So here’s the thing everyone’s dancing around while AI stocks do their rollercoaster impression: AI might be amazing at stealing your job, but it’s absolutely terrible at buying your stuff.
I know, I know. Revolutionary insight, right? But stick with me because this little paradox is about to get very expensive for the companies betting their entire future on robot overlords.
The Math That Doesn’t Add Up
Picture this: You’re a hyperscaler (fancy term for the big tech companies building AI empires). You just dropped $27 billion on a data center in Louisiana. That’s Meta money, by the way – not Monopoly money, though sometimes it’s hard to tell the difference.
Your brilliant plan? Spend trillions now, make gazillions later when every Fortune 500 company pays you millions for AI that’ll replace half their workforce.
There’s just one tiny problem: Where exactly do you think those Fortune 500 companies get their revenue? Spoiler alert – it’s not from other AI systems buying their products.
The Consumer Conundrum
Here’s where things get spicy. AI doesn’t need to buy groceries, pay rent, or impulse-purchase things on Amazon at 2 AM (we’ve all been there). But guess what still makes up 70% of the U.S. economy? Consumer spending.
So let’s follow this doom loop to its logical conclusion:
- AI replaces workers → fewer paychecks
- Fewer paychecks → less consumer spending
- Less consumer spending → companies make less money
- Companies make less money → they can’t afford those million-dollar AI contracts
- No AI contracts → hyperscalers can’t pay back their trillion-dollar infrastructure bets
It’s like economic Jenga, but with more zeros and existential dread.
The Rich Can’t Save Us (This Time)
“But wait!” you might say, “Rich people spend tons of money!” True, but even Jeff Bezos can’t eat 40 meals a day or buy enough deodorant to single-handedly prop up Procter & Gamble.
Wealth can concentrate, but consumption has physical limits. The top 10% can’t consume their way out of this one.
Don’t Panic (Yet)
Look, I’m not saying we’re all doomed to live in a post-apocalyptic wasteland where robots rule and humans fight over the last can of beans. History shows us that tech revolutions usually create new jobs we never imagined.

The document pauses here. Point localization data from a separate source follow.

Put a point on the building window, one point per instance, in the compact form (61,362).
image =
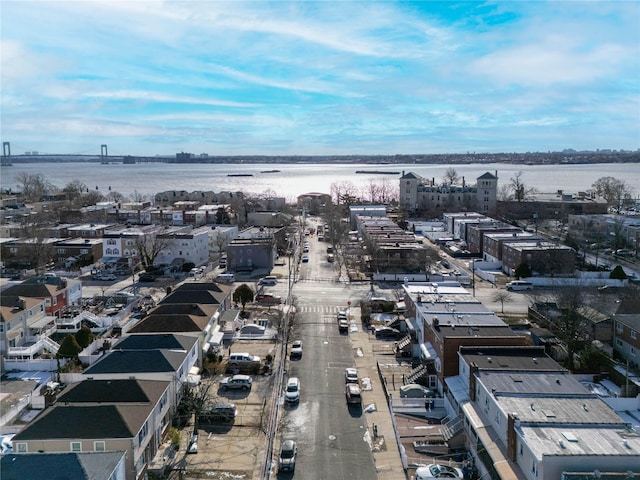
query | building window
(143,432)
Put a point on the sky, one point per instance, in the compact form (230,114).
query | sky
(318,77)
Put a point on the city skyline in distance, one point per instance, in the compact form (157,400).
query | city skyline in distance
(319,78)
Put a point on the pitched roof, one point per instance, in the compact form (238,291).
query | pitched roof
(67,466)
(33,290)
(207,286)
(487,176)
(8,302)
(114,391)
(628,306)
(170,324)
(137,361)
(81,422)
(193,296)
(411,175)
(155,341)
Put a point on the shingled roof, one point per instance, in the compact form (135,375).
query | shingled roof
(114,391)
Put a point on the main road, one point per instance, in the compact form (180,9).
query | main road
(331,437)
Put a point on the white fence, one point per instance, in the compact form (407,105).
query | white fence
(35,365)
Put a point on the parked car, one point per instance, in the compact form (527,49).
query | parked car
(343,326)
(296,349)
(517,285)
(236,382)
(292,390)
(220,412)
(105,277)
(353,395)
(288,452)
(350,375)
(252,329)
(269,299)
(243,358)
(430,472)
(193,444)
(415,390)
(268,281)
(387,333)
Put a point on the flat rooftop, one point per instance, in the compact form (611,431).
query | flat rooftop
(546,412)
(541,383)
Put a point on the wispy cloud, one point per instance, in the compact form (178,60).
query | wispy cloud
(309,77)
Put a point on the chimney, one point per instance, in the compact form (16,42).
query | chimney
(473,370)
(512,443)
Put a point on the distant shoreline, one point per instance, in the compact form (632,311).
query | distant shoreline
(550,158)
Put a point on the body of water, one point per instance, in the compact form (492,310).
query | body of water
(295,179)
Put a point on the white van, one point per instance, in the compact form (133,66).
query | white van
(236,358)
(519,285)
(226,278)
(268,281)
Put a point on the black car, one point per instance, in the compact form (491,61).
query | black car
(288,452)
(387,333)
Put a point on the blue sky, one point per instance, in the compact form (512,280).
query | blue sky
(316,78)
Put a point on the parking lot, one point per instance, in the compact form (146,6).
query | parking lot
(233,449)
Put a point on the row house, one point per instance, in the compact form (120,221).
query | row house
(88,230)
(191,245)
(627,331)
(313,202)
(254,248)
(616,229)
(25,328)
(543,206)
(56,292)
(542,257)
(54,252)
(447,317)
(79,466)
(153,356)
(114,415)
(493,242)
(70,250)
(123,241)
(170,197)
(525,417)
(477,233)
(193,309)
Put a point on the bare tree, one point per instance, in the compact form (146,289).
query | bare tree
(149,247)
(74,190)
(502,296)
(34,186)
(615,192)
(520,191)
(451,176)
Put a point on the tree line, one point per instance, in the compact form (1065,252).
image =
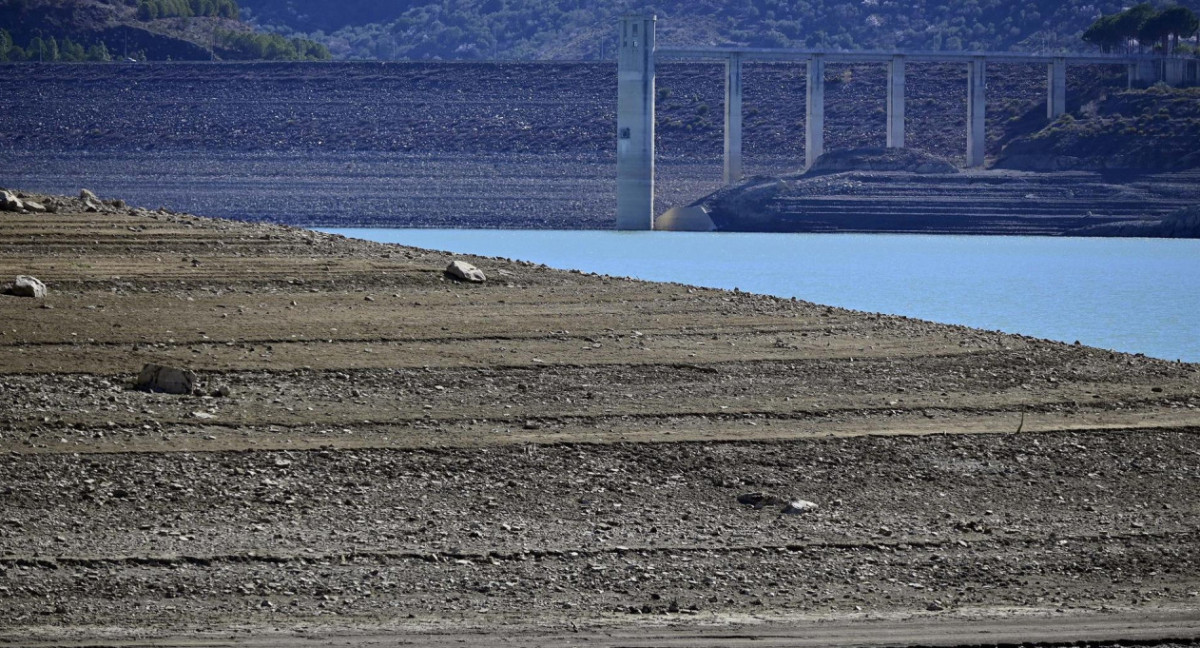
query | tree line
(1143,24)
(51,49)
(150,10)
(271,47)
(586,29)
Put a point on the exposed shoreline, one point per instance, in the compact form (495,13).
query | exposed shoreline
(408,455)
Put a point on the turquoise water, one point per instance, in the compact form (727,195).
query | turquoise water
(1137,295)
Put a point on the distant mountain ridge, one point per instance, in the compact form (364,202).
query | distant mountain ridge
(585,29)
(100,30)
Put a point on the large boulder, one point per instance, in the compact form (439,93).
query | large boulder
(166,379)
(466,271)
(28,286)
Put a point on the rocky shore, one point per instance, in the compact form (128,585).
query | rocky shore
(376,453)
(887,191)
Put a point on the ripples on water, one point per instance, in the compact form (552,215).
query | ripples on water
(1137,295)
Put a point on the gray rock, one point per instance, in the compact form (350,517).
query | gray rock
(760,499)
(166,379)
(466,271)
(90,201)
(9,202)
(798,507)
(27,286)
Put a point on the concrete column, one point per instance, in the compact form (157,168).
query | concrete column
(1056,89)
(976,136)
(1174,71)
(814,115)
(895,102)
(733,119)
(1143,73)
(635,123)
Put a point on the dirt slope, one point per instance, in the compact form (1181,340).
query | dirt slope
(407,455)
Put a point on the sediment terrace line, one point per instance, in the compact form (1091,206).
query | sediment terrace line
(580,553)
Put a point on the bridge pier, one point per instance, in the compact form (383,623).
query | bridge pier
(814,112)
(635,123)
(1056,89)
(733,119)
(895,102)
(977,85)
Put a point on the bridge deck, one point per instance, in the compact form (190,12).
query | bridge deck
(769,54)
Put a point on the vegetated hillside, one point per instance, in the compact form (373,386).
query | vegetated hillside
(99,30)
(586,29)
(1146,130)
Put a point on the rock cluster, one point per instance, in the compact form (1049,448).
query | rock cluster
(462,270)
(27,286)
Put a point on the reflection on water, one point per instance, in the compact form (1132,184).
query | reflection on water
(1138,295)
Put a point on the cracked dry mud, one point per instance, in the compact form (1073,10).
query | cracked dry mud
(402,457)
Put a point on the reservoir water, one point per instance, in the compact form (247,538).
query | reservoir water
(1137,295)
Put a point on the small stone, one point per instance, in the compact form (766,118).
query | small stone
(466,271)
(9,202)
(798,507)
(759,499)
(28,286)
(166,379)
(90,201)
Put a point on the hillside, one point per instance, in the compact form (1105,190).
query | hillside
(95,30)
(582,29)
(1146,130)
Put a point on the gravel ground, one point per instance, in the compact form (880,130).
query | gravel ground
(397,453)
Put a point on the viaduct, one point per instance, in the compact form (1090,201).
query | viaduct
(635,99)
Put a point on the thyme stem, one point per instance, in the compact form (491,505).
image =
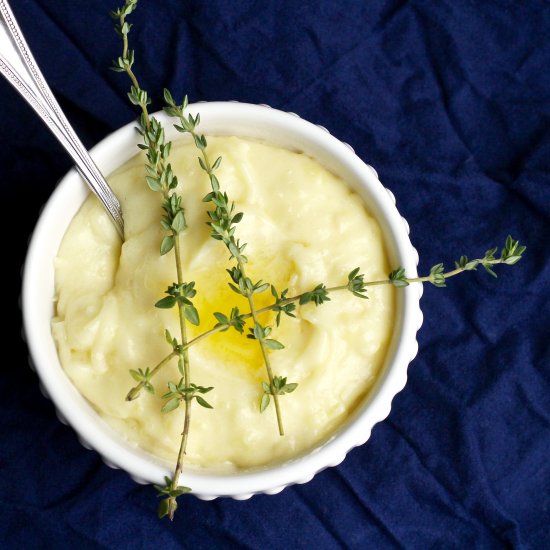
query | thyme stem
(254,315)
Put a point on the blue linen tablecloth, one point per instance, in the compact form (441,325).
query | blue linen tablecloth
(449,100)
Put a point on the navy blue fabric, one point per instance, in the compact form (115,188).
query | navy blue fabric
(449,100)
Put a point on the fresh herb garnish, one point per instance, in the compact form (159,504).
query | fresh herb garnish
(223,220)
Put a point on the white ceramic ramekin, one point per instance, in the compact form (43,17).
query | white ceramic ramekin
(223,118)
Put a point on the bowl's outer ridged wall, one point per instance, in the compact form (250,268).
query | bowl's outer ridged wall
(382,411)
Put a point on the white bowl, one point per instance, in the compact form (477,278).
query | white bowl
(283,129)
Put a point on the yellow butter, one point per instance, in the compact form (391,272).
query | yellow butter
(303,226)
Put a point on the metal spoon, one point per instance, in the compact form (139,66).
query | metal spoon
(18,66)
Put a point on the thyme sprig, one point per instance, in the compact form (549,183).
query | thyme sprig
(160,178)
(510,254)
(223,220)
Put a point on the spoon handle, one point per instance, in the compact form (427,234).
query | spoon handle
(18,66)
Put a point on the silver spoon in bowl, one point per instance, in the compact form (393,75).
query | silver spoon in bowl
(19,67)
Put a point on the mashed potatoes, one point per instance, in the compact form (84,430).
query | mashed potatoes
(303,226)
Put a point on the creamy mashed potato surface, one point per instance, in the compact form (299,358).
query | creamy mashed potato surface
(303,226)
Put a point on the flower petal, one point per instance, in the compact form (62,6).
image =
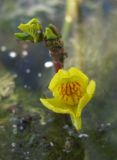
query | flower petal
(86,98)
(60,77)
(77,75)
(77,122)
(57,106)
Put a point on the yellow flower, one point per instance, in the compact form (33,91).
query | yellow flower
(72,90)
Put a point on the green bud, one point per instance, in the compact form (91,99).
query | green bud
(24,36)
(32,31)
(51,32)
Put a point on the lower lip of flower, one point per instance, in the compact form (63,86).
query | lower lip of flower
(70,92)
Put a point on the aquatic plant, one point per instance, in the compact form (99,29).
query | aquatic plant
(71,89)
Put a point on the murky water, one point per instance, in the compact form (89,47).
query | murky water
(28,131)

Plus, the next 12-18 months could still be a goldmine for AI infrastructure companies. The spending spree is real, and someone’s getting rich off all those data centers and fancy chips.
But maybe – just maybe – we should ask ourselves: Are we building the most expensive economic mousetrap in history? One where we’re both the mouse and the cheese?
Because at the end of the day, AI can optimize, automate, and replace almost anything. Except the one thing that actually matters: spending money on stuff.
Food for thought. Or should I say, food for humans – since AI doesn’t eat.